Arka Pawłów trzecia na koniec siatkarskiego sezonu. Teraz czas na nowe wyzwania

2 miesięcy temu
Zimny prysznic na początku spotkania, po którym musiało przyjść przebudzenie, by ostatecznie sięgnąć po triumf i trzy punkty. W ostatnim meczu sezonu II ligi świętokrzyskiej siatkówki mężczyzn, reprezentanci Gminnego Klubu Sportowego Arka Pawłów pokonali przed własną publicznością ZAG Arenę Busko Zdrój 3:1. Miejscowych z trybun wspierała spora grupa kibiców, która nie szczędziła gardeł. - Z jednej strony może to być głupie wytłumaczenie, ale przez to, iż w hali oślepiało nas słońce, w pierwszym secie nie mogliśmy poradzić sobie z pewnymi elegantami. Zrobiło się 10:2 dla rywala, którego nie było łatwo dogonić – powiedział na gorąco, tuż po ostatnim gwizdku arbitra kapitan Arki Przemysław Jop.

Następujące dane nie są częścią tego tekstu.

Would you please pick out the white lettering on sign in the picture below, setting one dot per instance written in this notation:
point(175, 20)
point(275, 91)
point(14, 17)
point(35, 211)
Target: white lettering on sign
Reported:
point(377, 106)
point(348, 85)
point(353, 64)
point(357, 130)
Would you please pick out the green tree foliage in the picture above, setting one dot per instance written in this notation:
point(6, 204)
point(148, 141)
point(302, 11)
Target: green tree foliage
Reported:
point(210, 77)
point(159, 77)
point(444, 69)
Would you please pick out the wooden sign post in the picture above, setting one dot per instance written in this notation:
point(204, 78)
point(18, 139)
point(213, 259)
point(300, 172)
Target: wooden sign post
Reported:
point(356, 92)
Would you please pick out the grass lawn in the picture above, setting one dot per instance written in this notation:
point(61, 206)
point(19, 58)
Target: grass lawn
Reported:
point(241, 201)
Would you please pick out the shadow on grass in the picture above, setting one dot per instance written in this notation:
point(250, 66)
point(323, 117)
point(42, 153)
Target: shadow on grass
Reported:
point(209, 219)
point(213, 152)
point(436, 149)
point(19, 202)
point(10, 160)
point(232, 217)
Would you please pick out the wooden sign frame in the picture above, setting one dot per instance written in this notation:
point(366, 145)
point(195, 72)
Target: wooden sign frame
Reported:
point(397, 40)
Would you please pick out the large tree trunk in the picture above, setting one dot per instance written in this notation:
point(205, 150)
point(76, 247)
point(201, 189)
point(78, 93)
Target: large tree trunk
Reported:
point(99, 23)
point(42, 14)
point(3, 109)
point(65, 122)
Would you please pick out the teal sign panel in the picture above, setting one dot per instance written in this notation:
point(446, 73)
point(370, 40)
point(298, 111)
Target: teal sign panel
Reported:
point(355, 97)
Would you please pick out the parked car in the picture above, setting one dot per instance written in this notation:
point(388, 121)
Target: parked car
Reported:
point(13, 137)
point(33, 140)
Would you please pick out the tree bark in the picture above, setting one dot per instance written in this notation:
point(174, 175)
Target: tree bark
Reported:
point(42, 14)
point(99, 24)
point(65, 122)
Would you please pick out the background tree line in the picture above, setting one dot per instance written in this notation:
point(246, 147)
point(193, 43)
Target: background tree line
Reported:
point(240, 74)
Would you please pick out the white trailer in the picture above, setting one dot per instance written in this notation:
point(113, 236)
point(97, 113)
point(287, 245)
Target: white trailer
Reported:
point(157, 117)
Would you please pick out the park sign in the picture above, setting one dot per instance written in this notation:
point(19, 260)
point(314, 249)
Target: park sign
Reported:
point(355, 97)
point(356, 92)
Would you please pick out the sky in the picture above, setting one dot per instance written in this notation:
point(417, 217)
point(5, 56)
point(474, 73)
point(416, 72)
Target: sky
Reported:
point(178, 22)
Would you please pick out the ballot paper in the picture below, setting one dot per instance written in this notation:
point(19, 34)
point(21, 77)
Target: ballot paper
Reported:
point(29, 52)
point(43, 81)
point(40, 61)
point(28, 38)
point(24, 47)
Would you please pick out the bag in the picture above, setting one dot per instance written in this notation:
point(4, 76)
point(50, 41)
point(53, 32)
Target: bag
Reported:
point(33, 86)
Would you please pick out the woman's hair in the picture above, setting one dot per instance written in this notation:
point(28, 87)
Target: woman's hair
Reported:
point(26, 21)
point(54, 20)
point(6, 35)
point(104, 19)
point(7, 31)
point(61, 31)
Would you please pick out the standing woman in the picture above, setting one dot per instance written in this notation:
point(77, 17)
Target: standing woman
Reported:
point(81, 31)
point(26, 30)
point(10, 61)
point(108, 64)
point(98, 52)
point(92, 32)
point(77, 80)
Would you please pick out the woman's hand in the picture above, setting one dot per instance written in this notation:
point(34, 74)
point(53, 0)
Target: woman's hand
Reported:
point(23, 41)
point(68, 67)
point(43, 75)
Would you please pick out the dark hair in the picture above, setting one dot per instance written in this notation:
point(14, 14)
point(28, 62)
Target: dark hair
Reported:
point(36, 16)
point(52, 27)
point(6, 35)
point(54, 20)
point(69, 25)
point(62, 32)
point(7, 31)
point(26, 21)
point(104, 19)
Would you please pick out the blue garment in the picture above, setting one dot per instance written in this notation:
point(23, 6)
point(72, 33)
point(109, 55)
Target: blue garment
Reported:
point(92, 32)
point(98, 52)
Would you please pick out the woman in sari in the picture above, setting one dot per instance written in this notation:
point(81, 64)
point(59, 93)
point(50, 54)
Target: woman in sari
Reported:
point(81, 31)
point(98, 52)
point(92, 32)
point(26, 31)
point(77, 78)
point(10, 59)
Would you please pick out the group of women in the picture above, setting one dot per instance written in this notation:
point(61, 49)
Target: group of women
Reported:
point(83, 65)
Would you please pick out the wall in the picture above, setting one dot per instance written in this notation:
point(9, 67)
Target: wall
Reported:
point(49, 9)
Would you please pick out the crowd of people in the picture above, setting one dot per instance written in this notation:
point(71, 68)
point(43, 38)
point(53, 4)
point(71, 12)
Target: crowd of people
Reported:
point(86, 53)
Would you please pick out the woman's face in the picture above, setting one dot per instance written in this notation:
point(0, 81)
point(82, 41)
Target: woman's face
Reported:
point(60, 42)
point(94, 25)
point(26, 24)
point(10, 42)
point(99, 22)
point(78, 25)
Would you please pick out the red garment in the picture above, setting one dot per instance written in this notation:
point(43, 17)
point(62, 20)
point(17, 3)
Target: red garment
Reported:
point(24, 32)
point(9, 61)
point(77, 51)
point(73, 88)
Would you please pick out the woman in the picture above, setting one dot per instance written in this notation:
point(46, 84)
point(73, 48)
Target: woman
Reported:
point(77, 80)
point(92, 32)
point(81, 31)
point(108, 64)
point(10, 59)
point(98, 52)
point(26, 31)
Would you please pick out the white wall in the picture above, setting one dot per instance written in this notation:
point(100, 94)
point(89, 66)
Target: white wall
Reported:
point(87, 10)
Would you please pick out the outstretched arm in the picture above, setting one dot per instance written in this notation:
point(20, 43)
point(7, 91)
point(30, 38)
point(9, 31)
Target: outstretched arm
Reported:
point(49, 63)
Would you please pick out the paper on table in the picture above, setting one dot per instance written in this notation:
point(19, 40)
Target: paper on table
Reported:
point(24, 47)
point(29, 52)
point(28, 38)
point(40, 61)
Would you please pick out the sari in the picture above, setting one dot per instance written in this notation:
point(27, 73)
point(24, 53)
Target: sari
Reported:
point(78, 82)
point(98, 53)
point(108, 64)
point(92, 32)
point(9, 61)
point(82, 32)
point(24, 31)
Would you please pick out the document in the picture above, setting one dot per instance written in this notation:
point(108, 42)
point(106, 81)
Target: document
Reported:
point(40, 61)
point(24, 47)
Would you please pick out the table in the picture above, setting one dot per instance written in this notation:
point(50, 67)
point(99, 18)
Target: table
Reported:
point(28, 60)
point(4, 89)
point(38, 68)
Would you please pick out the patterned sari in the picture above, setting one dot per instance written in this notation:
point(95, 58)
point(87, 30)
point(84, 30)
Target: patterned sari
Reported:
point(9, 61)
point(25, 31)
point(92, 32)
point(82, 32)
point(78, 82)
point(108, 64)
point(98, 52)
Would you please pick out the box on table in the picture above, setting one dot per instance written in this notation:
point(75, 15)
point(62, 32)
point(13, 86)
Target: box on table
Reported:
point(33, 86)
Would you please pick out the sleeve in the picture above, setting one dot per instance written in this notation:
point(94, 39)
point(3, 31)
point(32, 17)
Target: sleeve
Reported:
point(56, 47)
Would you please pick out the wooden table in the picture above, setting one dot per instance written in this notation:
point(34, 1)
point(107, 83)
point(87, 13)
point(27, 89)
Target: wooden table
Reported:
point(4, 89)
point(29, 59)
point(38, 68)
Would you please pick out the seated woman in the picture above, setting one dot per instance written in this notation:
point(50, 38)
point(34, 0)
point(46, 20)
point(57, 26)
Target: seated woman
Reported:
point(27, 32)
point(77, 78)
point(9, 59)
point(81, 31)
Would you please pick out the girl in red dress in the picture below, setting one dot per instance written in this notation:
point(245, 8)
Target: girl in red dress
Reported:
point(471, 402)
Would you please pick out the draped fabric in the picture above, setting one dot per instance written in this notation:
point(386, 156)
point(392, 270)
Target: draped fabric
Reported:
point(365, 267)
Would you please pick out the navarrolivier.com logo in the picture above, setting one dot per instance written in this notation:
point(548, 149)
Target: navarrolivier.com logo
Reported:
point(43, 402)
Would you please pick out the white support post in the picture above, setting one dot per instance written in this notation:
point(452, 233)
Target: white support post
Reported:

Gospodarze ostatniej w ligowej kampanii 2024/25 potyczki, po premierowej odsłonie przegrywali 0:1 w setach i w kolejnych trzeba było odrabiać straty. Wraz z upływem minut Arka rosła, by ostatecznie schodzić z boiska w znakomitym nastroju. Żółto-niebiescy triumfowali bowiem 3:1.

- Musieliśmy gwałtownie się zmobilizować, podnieść. Daliśmy radę. Sami zastanawialiśmy się nad tym, czy może potrzebny był właśnie taki zimny prysznic. To zresztą nie pierwsza taka sytuacja w meczu, w którym nie rozpoczynamy go dobrze. Dopiero później drużyna nabiera rozpędu – zaznaczył jeden z graczy, na którym w konfrontacji z ZAG Arena Busko Zdrój oparta była siła ataku.